ゾンビハウスの空間を繋いで、ダンジョンコアを発見解析し、主を私に書き換えた。ここまでで、約1日、普通の人間なら絶対に集中力が持たないわね。さて、どうしようか?このまま『グラッジピュリファイン』をしてもいいけど、せっかく親子が自我を取り戻し楽しんでいるんだから、もう少し進めておこう。あ、そうそう、今いる冒険者達は邪魔だから、マルコ遺跡入り口に戻そう。そしてゾンビハウスの入口は閉鎖しておこう。-----よし、次はマルコ遺跡のダンジョンコアの探索だ。


む、やはり、ここのダンジョンコアとマルコ遺跡のダンジョンコアは繋がっているわね。これなら解析も楽だ。やはり、どちらも主は【-----】か。こいつが13歳くらいの男で間違いない。これをサーシャに書き換えて終了と。この時点で、3日目の昼か。

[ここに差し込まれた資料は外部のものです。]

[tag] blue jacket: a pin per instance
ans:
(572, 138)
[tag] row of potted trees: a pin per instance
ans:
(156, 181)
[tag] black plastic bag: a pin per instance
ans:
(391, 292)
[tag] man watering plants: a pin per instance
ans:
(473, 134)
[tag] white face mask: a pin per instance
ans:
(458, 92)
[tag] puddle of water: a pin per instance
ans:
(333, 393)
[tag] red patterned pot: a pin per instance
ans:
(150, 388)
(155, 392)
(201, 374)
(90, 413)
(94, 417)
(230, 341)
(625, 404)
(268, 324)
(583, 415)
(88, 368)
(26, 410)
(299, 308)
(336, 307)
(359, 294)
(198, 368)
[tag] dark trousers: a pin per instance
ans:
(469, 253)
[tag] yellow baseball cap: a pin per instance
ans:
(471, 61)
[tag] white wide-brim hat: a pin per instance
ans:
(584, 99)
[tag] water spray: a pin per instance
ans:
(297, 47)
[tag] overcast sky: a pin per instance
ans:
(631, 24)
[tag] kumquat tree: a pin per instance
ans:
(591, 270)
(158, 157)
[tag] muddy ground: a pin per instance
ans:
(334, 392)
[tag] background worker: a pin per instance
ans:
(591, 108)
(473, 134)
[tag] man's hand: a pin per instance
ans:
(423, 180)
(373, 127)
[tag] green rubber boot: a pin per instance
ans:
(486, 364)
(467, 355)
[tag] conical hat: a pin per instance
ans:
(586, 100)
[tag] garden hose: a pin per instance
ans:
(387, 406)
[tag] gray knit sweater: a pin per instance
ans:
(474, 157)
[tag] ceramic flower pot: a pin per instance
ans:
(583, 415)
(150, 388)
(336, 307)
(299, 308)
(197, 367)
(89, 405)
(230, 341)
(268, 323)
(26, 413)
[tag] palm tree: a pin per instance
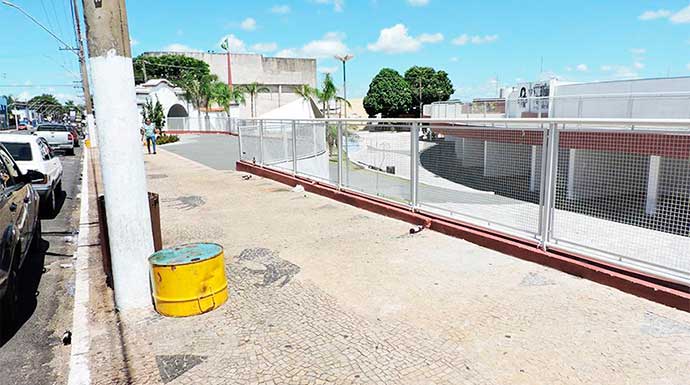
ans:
(253, 89)
(198, 91)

それにしても、この作業、『並列思考』『思考促進』などのスキルがある邪神の私だから大きな負荷にはならないけど、人間には絶対出来ないわね。負荷が大き過ぎる。さすがに、私の専用空間と繋ぎ合わせる時間はないか。まあ、いいわ。ここまで出来れば上出来よ。うん、リッカが何か馬鹿なことを言っているわね。


「私の食事は危険物か、リッカ!」

「あ、サーシャ様!良かった〜、間に合った〜。」


全く、禁断症状てなによ!


「サーシャ様、作業はどこまで進みましたか?」


「あー、それね、成功したわよ。ただ、魔力も日数も余裕があったから、ちょっと調子に乗ってゾンビハウスとマルコ遺跡両方とも、私の物にしちゃった。あ、でも、まだダンジョンコアの書き換えが終わっただけで、そこ以降の改良はしてないわ。」


「は!この3日で一気にそこまで進めたんですか!」

「サーシャ様、凄〜い!」


「お姉様、これからは他の遺跡でも、最下層まで行かなくてもダンジョンコアをハッキング出来るのですか?」


「さすがに、そこまで都合良くいかないわ。今回はゾンビハウスとマルコ遺跡のダンジョンコアが互いに繋がっていたから出来た芸当よ。他の遺跡の場合は、最下層に行ってハッキングしないとね。」


「そうなんですか。でも、今後は訪れる遺跡の最下層でハッキングすれば、そのダンジョンはお姉様のものになるんですよね。人が死なないダンジョンになるんですよね!」


なんか、イリスが凄いやる気になっている。


「ええ、そうよ。」


「でも、このマルコ遺跡は既に師匠のものになったということは、ビルブレムの冒険者ギルド長に報告しないといけませんね。」


「ギルド長には報告しない。」

「え、師匠、報告しないんですか!」

「お姉様、理由を聞いても宜しいですか?」


「近い未来、大きな危機が訪れることがわかっている場合でも、対策は下っ端連中にやらせて、自分達は目先の利益に食い込んでくる奴らが多いからよ。報告したら、ガルディア帝国のお偉いさん方がダンジョンの利益欲しさに群がるに決まってる。それに、ダンジョンの書き換え能力が出来るのは、現状、私だけ。絶対に、お偉いさん方が私を自分の勢力に取り込むため、あの手この手で色々と行動を起こすはずよ。そんなしょうもない事に巻き込まれるのは御免よ!」


「う、言い返せません。お姉様の言う通り、そういう人はスフィアートにもいます。」

「レーデンブルクにもいるよ。」


「とりあえず、ゾンビハウスはもう閉鎖してあるから、ここを脱出してマルコ遺跡最下層に移動したら現状のシステムを維持しつつ、人が死なないように改造するわ。私達がガルディア帝国に出て行く時に、遠隔操作で本格的に改造するつもりよ。すぐ騒ぎになったとしても、シラを切るつもり。」


「師匠、徹底してますね。」

「当たり前でしょ。権力争いに巻き込まれるのは御免よ。」

「お姉様、もし勘付いて、力尽くで襲ってきた場合は?」

「2度と襲って来ないように、相手を半殺しにして、転移で適当な場所に送り返す。」

「「「「やっぱり。」」」」


フィン、イリス、ジン、リッカが同時に言った。


それにしても、今回のハッキングの成功は、私にとって大きな糧となったわ。ゆくゆくは、サリアのいるスフィアタリアの管理世界に行って、システムへ直接介入するつもりだけど、それが不可能な場合もありえる。その時はハッキングして、システムを書き換えないといけない。上手くいけば種族を人間に戻せるかもしれない。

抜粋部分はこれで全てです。